On 6/22/2018 6:50 AM, Arturas Mazeika wrote:
I grabbed the 2.7.1 version of solr, created a 4 core setup with
replication factor 2 on windows using [1], I've restarted the setup with
2GB for each node [2], inserted the html docs from the german wikipedia
archive [3], and obtained top 10 terms for the whole collection vs one
specific shard:
http://localhost:9999/solr/de_wiki_all/terms?terms.limit=10&terms.fl=text&wt=json
{
"responseHeader":{
"zkConnected":true,
"status":0,
"QTime":5287},
"terms":{
"text":[
"8",670564,
"application",670564,
"articles",670564,
"charset",670564,
"de",670564,
"f",670564,
"utf",670564,
"wiki",670564,
"xhtml",670564,
"xml",670564]}}
http://localhost:9999/solr/de_wiki_all/terms?terms.limit=10&terms.fl=text&wt=json&shards=localhost:9999/solr/de_wiki_all_shard1_replica_n1&shards.qt=de_wiki_all_shard1_replica_n1
{
"responseHeader":{
"zkConnected":true,
"status":0,
"QTime":20274},
"terms":{
"text":{
"8":671396,
"application":671396,
"articles":671396,
"charset":671396,
"de":671396,
"f":671396,
"utf":671396,
"wiki":671396,
"xhtml":671396,
"xml":671396}}}
The value of 'shards.qt' should be /terms, not the name of a core.

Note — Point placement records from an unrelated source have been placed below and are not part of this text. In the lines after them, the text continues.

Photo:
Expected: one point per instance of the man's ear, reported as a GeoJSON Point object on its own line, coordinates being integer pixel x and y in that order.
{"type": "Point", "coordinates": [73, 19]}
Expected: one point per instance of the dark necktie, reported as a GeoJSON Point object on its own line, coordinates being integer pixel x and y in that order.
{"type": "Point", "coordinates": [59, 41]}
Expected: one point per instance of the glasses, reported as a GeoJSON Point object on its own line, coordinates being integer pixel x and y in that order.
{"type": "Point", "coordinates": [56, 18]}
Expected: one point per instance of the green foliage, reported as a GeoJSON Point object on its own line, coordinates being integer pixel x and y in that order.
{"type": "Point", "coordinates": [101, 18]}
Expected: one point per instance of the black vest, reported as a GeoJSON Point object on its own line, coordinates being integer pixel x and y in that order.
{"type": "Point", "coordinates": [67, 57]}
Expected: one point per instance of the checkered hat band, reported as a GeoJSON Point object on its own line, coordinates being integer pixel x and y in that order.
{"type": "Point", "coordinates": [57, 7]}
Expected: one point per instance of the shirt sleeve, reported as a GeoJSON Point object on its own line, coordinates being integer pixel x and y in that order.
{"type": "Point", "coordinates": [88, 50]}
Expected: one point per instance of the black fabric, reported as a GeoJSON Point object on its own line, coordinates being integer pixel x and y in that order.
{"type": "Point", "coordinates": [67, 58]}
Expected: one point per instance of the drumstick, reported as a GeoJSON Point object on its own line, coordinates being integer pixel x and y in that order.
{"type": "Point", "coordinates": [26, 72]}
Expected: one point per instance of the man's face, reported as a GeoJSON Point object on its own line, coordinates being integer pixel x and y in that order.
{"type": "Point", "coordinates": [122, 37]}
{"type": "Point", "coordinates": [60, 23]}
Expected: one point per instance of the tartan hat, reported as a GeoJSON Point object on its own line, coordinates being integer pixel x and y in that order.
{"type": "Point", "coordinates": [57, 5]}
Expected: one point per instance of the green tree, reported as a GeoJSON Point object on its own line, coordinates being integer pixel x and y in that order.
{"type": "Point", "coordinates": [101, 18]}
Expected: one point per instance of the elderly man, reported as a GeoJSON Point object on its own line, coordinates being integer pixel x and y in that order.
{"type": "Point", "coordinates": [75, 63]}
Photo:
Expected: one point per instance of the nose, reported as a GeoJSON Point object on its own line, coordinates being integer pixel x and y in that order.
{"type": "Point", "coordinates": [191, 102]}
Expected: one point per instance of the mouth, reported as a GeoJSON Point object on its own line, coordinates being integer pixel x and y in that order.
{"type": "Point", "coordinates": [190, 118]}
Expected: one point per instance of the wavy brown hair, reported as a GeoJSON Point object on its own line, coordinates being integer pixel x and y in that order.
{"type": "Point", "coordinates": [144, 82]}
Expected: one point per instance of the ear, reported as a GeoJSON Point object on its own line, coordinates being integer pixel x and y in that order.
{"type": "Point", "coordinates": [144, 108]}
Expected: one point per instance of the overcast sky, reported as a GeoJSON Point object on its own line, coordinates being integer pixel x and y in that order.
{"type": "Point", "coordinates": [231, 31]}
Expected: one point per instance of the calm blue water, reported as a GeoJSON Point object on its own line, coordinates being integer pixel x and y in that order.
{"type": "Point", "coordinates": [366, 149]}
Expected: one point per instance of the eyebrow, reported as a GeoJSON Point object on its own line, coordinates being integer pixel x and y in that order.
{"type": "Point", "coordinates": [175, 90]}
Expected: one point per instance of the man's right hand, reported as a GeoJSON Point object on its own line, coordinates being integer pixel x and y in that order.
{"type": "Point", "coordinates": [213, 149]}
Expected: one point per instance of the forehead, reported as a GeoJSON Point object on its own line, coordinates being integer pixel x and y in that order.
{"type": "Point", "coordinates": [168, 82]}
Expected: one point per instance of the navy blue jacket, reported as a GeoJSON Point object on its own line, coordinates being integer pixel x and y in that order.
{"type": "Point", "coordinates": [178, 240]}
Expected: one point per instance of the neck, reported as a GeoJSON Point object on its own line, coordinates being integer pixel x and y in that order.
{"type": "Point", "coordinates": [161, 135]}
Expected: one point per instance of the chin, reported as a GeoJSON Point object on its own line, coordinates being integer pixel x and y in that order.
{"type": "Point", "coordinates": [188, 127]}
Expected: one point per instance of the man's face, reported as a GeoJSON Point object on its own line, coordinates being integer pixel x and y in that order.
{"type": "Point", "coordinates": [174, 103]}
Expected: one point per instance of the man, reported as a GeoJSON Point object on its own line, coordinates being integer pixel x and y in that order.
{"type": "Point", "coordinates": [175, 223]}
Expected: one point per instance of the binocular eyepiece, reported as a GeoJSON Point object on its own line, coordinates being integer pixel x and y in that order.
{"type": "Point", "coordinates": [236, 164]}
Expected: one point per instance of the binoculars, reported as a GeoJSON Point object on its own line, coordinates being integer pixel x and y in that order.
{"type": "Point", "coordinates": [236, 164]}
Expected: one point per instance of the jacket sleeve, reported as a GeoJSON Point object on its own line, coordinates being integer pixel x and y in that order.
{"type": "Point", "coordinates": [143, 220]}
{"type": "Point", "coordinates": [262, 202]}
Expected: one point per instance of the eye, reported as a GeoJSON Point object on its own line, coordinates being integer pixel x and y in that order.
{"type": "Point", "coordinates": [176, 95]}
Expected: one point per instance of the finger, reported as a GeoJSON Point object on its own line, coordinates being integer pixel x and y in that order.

Here's something you might want to try instead for the second query, so
you won't need shards.qt at all:
http://localhost:9999/solr/de_wiki_all_shard1_replica_n1/terms?terms.limit=10&terms.fl=text&wt=json&distrib=false
You might actually want to add shards.qt=/terms to the first query, or
even to the definition of the /terms handler in solrconfig.xml so that
all distributed queries are sent to the same handler instead of going to
/select.
reveals:
(1) querying one shard takes 20 secs vs 5 secs for the whole index
That is strange. With the shards.qt parameter set to a core name, I'm
surprised you got anything at all on the second query, but maybe when it
couldn't find a handler with that name, it just defaulted to /select
like it would if you didn't include the parameter. I wonder if having
an invalid handler contributed to the speed.
(2) the counts for one shards are higher than for the whole index
If you're not changing the index between the requests, and it doesn't
sound like you are, I have no idea why that might happen.
(3) the f: hard drive is samsung SSD 850 evo 4TB (CrystalDeiskMark shows
~500MB/s seq and ~300MBs random read/writes), CPU:i7-6400 @3.4GHz. Querying
for 20 secs shows that java process is neither being pushed on the CPU nor
on the SDD side to the limits. What is the bottleneck in this computation?
If the amount of memory in the system (NOT talking about heap size here)
is not sufficient to effectively cache the index, then Solr must
actually hit the disk to satisfy a query. Even an SSD is not as fast as
memory. You haven't indicated how much disk space is being consumed by
the eight index cores or how much total memory the system has. A little
more than 8GB of the system's memory is being taken up by the four Solr
processes. Because you've asked for two replicas, there are two
complete copies of the index on the system, and both copies will count
in the total amount of resources that are required.
If there *is* sufficient memory for effective index caching, then the
disk will barely see any usage during queries, because Solr will get
most of the data it needs from the OS disk cache (system memory). This
will also reduce the impact on the CPU, because it will not be waiting
for I/O.
Running a query is not going to read the entire index. If it did, Solr
would not be fast.
(4) the output format is slightly different (compare ',' vs ':' and vector
vs list). I wonder why
That I cannot explain. The first response doesn't look right to me. It
passes RFC 4627 validation, but the software parsing the response would
have to be very different for each of the output formats.
Thanks,
Shawn